The following text is adapted from a speech that Save Lea Marshes was intending to give last year. Waltham Forest Council’s constitution states that any petition receiving over three thousand valid signatures – from local residents and those who work or study in the borough – will result in a full council debate. Yet such a debate was denied last July, despite a successful and verified petition of well over three thousand signatures from local people (in addition to a general petition of over 10,000 signatures) opposing the plan to build a secure facility for children on the site earmarked for East London Waterworks Park.
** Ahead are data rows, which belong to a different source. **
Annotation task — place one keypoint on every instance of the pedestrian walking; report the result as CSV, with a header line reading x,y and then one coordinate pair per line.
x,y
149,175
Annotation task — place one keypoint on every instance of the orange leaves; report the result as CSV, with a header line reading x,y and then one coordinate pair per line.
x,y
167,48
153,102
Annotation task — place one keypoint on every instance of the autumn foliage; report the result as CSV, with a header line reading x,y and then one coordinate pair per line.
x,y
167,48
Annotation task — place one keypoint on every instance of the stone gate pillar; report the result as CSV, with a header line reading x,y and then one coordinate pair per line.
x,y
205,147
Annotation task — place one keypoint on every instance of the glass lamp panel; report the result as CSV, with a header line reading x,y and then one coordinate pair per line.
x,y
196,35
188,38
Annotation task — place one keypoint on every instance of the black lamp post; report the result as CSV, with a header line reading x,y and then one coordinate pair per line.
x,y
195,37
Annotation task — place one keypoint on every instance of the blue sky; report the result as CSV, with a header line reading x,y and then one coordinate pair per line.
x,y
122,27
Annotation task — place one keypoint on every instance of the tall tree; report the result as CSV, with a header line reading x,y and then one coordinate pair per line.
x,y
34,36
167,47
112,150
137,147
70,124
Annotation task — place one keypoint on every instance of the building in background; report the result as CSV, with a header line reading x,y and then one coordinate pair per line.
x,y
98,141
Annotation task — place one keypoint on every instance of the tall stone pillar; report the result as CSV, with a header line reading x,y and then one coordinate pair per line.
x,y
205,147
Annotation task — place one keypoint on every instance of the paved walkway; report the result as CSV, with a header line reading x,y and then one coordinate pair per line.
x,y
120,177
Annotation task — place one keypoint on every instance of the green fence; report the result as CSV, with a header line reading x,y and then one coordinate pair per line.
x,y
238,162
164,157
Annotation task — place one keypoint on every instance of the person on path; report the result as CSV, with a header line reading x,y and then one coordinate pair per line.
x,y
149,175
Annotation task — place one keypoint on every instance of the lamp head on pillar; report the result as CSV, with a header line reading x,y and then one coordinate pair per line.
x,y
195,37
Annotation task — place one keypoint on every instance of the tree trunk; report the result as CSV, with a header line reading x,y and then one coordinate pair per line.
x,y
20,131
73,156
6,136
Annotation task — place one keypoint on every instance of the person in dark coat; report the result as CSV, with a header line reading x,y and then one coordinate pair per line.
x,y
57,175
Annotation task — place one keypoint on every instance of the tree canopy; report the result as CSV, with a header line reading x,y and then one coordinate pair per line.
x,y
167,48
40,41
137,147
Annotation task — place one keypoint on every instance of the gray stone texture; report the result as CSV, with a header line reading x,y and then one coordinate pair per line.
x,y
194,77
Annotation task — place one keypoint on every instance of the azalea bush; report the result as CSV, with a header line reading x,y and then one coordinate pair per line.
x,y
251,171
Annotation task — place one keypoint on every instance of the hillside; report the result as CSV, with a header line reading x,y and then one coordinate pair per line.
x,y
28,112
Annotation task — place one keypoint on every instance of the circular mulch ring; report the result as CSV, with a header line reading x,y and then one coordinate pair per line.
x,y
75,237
We recently received news that a review of this plan by London Councils has led to it gaining the support of the Labour Government, who will fund the ‘secure children’s home’ on the Thames Water Depot if a planning application is granted.
On 7 October Waltham Forest’s Cabinet met and agreed to a proposal for the ‘Council’s capital delivery team to join the project as development manager to lead the project’s design and build workstream’. Absent at the meeting was the Leader of Waltham Forest Council, Grace Williams, who previously campaigned to successfully save the site from inappropriate development by the Department of Education. She is now one of the directors of London Councils – the prospective developer.
‘Creating East London Waterworks Park is the ideal use of a floodplain during a climate and ecological emergency, yet London Councils are proposing to build on the Thames Water Depot where the park is planned. Half the site is in Flood Zone 3: the highest risk for flooding events. The remainder is in Flood Zone 2, the next most serious category.
The site once formed part of Leyton Marshes. Considering its location directly adjacent to both the Lee Navigation and River Lea, its vulnerability to flooding events is obvious. Last year the Lee Navigation burst its banks at Hackney Wick and the Old River Lea also came very close to bursting its banks; the very high level of the river was sadly sufficient to destroy the kingfisher nests. Whilst this year we’ve seen record-breaking drought, the Flood Relief Channel has been very close to exceeding capacity on several occasions during the last few years.
It’s now unequivocal: climate change is not a future proposition, it’s today’s reality. Climate instability is worsening at an alarming rate and with it will come the increasing frequency of extreme weather events such as flash floods, already witnessed in Waltham Forest. Heavy rainfall in the summer of 2021 overwhelmed the drainage network and resulted in more than £16.4m in flood damage in the borough. Waltham Forest Council claims it is acting to prevent future damage and loss.
Yet building on the site of a former waterworks will be incredibly costly, require considerable environmental engineering to attempt to mitigate increasing flood risk, and even then, may well not be effective. Whilst we are not experts on child safety, we can say that placing them at further risk: making them vulnerable to the risk of flooding where they are meant to be safely housed, is wrong.
East London Waterworks Park’s use of the site benefits from the addition of water. In the park water will be an asset, not a risk. The currently buried filter beds on site have the potential to store 26,000m³ of rainwater, creating natural swimming ponds and new wetland habitat, massively increasing flood resilience the most effective way, through natural mitigation. Rainwater could be harvested to create beautiful gardens for growing, learning and observing nature. The creation of wild swimming ponds could provide the open water swimming provision that the council promised local people and has so far failed to deliver.
Before the election Labour announced that ‘local communities would be given the right to buy up derelict eyesores and turn them into parks’ under a Labour government. Thousands of people, many of them local, have generously donated to create such a park. Thousands of local children, living in a deprived part of the borough, could benefit from access to abundant green space and a forest school.
A huge number of new high-rises are planned for the Lea Bridge area, including on the former Lea Bridge Gasworks and close to Lea Bridge station. With all these new developments there will be a significant increase in population, yet the existing pocket park at Orient Way is earmarked for destruction. There is evident need for a brand-new park with expertly co-designed blue and green spaces. As well as being what the community desires, it’s what the council needs to fulfil its own Local Plan commitments.
We understand the times we are living in and what is required of us, so we desperately need to work with Nature, not against it, before it’s too late. Waltham Forest Council has declared a Climate Emergency, yet it looks certain to rubber-stamp a development on protected land that could easily go somewhere more appropriate.’